The Government and airlines are likely to prioritise stranded holidaymakers first, leaving imports and exports to wait until the backlog has been cleared – which could take days.

The pharmaceutical industry is heavily reliant on importing the raw materials needed to manufacture drugs. Any gap in the supply of these important materials could lead to delays in production. In addition, many of the drugs are then exported to markets around the world.

The Freight Transport Association (FTA) said drug companies, which make up one of Britain’s largest and most profitable sectors, may prove to be the worst affected by the country-wide flight ban.
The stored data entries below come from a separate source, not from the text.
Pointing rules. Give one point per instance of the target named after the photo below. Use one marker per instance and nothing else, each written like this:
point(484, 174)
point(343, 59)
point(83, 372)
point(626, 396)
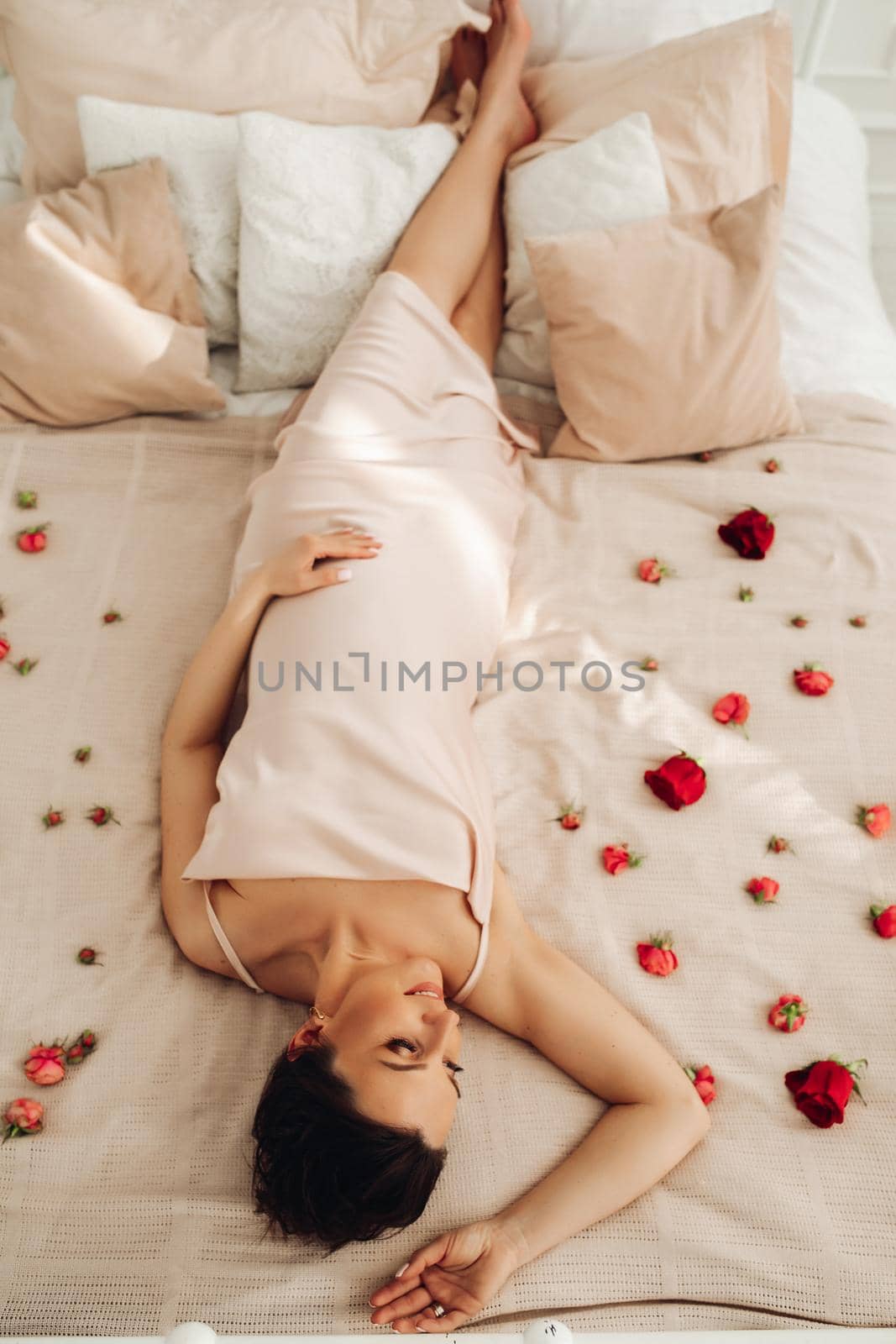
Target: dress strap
point(226, 947)
point(479, 961)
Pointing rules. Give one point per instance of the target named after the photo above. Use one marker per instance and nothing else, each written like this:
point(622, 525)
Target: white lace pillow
point(613, 178)
point(199, 151)
point(322, 208)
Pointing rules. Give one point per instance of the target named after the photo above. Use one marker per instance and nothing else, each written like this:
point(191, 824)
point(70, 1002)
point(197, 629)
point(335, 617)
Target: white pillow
point(611, 178)
point(835, 331)
point(199, 150)
point(578, 30)
point(322, 208)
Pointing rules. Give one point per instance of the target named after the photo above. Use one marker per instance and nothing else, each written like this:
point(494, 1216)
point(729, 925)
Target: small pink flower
point(763, 890)
point(876, 820)
point(46, 1065)
point(812, 680)
point(617, 858)
point(789, 1014)
point(23, 1116)
point(652, 571)
point(703, 1081)
point(731, 709)
point(658, 958)
point(884, 921)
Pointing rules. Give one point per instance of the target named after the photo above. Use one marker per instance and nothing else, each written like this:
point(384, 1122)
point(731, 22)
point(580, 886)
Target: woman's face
point(396, 1048)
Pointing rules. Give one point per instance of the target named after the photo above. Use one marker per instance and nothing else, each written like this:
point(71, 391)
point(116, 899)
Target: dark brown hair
point(322, 1169)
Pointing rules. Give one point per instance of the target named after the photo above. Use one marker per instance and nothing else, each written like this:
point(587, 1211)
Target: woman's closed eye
point(414, 1047)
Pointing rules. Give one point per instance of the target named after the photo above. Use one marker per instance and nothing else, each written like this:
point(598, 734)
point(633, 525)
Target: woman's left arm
point(207, 691)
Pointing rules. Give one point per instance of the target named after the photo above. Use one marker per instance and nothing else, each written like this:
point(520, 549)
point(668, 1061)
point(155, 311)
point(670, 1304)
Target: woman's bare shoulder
point(493, 995)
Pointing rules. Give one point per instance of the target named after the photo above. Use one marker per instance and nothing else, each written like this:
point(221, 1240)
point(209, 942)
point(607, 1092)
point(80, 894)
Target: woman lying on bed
point(348, 839)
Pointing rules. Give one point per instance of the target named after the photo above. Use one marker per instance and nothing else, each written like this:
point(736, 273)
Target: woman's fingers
point(430, 1324)
point(412, 1300)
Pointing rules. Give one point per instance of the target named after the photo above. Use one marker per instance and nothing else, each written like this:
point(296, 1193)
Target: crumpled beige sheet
point(130, 1211)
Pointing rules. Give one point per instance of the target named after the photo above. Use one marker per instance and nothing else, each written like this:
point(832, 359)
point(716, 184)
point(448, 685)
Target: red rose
point(789, 1014)
point(731, 709)
point(703, 1081)
point(658, 956)
point(679, 781)
point(876, 820)
point(652, 570)
point(22, 1116)
point(884, 921)
point(822, 1089)
point(617, 858)
point(810, 680)
point(100, 816)
point(752, 533)
point(33, 538)
point(46, 1065)
point(763, 890)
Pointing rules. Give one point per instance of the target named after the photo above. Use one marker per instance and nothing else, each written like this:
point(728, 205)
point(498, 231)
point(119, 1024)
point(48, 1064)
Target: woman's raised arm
point(656, 1117)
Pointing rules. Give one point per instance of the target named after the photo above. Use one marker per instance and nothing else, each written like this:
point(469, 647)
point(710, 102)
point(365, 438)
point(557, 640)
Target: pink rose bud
point(763, 890)
point(23, 1116)
point(46, 1065)
point(884, 921)
point(703, 1081)
point(31, 539)
point(876, 820)
point(789, 1014)
point(658, 958)
point(652, 570)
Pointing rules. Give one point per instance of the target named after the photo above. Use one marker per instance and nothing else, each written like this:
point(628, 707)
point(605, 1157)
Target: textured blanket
point(130, 1210)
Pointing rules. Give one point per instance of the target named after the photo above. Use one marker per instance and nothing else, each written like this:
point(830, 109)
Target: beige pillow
point(100, 312)
point(719, 104)
point(344, 62)
point(664, 333)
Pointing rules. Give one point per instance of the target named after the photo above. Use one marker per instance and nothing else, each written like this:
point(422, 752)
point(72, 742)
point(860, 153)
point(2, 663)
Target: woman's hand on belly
point(293, 570)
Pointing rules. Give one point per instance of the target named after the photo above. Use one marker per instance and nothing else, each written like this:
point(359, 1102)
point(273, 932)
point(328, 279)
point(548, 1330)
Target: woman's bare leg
point(448, 241)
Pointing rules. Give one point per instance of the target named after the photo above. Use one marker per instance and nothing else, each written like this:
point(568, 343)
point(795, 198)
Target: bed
point(130, 1211)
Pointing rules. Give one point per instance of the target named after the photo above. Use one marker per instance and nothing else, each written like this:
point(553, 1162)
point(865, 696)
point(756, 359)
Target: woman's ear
point(307, 1035)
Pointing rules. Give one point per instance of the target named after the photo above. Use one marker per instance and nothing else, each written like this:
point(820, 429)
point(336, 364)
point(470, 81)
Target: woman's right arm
point(656, 1117)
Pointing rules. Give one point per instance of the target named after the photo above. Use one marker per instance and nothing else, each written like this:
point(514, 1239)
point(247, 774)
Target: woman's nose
point(441, 1021)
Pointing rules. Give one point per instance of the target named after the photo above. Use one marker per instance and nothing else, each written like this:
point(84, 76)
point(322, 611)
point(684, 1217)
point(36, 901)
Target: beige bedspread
point(132, 1213)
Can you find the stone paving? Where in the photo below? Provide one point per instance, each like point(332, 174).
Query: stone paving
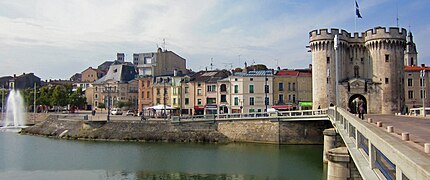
point(417, 127)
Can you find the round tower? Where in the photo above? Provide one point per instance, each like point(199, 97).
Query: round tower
point(386, 53)
point(321, 44)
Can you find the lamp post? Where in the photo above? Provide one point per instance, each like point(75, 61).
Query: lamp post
point(422, 74)
point(108, 89)
point(336, 48)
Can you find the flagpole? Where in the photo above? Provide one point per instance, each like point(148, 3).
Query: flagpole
point(355, 16)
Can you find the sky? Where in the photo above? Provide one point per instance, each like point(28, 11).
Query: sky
point(56, 39)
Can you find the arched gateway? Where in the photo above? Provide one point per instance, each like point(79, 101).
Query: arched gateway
point(353, 103)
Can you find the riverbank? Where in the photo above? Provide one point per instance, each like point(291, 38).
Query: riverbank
point(164, 131)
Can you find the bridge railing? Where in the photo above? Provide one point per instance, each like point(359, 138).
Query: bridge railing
point(378, 154)
point(250, 116)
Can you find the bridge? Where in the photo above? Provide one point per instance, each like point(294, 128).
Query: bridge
point(370, 149)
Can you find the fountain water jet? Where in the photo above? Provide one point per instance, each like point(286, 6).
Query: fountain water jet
point(15, 115)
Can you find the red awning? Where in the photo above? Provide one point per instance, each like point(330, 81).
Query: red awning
point(283, 106)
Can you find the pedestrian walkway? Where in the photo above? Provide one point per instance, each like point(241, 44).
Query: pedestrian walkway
point(417, 127)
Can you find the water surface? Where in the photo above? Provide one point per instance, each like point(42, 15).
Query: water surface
point(29, 157)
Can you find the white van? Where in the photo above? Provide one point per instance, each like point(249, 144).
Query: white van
point(116, 111)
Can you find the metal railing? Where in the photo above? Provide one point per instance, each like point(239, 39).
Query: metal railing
point(384, 156)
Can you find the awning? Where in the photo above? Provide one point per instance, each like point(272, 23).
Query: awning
point(199, 108)
point(305, 104)
point(283, 106)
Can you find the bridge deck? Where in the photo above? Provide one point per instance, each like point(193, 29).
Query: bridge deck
point(417, 127)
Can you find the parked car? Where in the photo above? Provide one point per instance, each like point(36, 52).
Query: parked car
point(130, 113)
point(116, 111)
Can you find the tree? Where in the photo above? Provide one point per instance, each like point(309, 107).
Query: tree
point(59, 96)
point(101, 106)
point(77, 98)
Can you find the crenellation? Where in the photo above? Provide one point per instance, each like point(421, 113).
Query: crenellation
point(369, 57)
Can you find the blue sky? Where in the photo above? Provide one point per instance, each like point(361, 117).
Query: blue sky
point(55, 39)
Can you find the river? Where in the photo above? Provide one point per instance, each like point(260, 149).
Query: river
point(30, 157)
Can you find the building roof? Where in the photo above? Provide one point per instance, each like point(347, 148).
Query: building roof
point(417, 68)
point(301, 73)
point(119, 73)
point(255, 73)
point(209, 76)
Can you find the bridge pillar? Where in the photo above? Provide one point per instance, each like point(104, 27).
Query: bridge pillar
point(329, 142)
point(338, 164)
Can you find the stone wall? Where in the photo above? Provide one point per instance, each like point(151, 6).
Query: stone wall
point(303, 132)
point(262, 131)
point(126, 130)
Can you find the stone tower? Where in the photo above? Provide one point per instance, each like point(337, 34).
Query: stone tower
point(370, 68)
point(411, 54)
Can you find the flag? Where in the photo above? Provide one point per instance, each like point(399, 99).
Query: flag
point(357, 10)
Christopher Snelling, the FTA’s head of global supply chain policy, said: “Consumers won’t notice too much difference on consumer goods but it may be a problem for processes in the manufacturing industry.

“Flying in components could be a problem for particular factories. And I think they may have happened already in the pharmaceuticals industry.”

About a quarter of the UK’s exports and imports are moved by air. The flying ban is also likely to affect engineering firms, the arms trade and IT hardware suppliers.

But according to Howard Archer, an analyst at IHS Global Insight, the pharmaceutical industry could be worst affected as “many of its products are moved around by air and need to be delivered quickly”.

Some products, such as vaccines, only have a short life span and could be worthless when they eventually reach customers.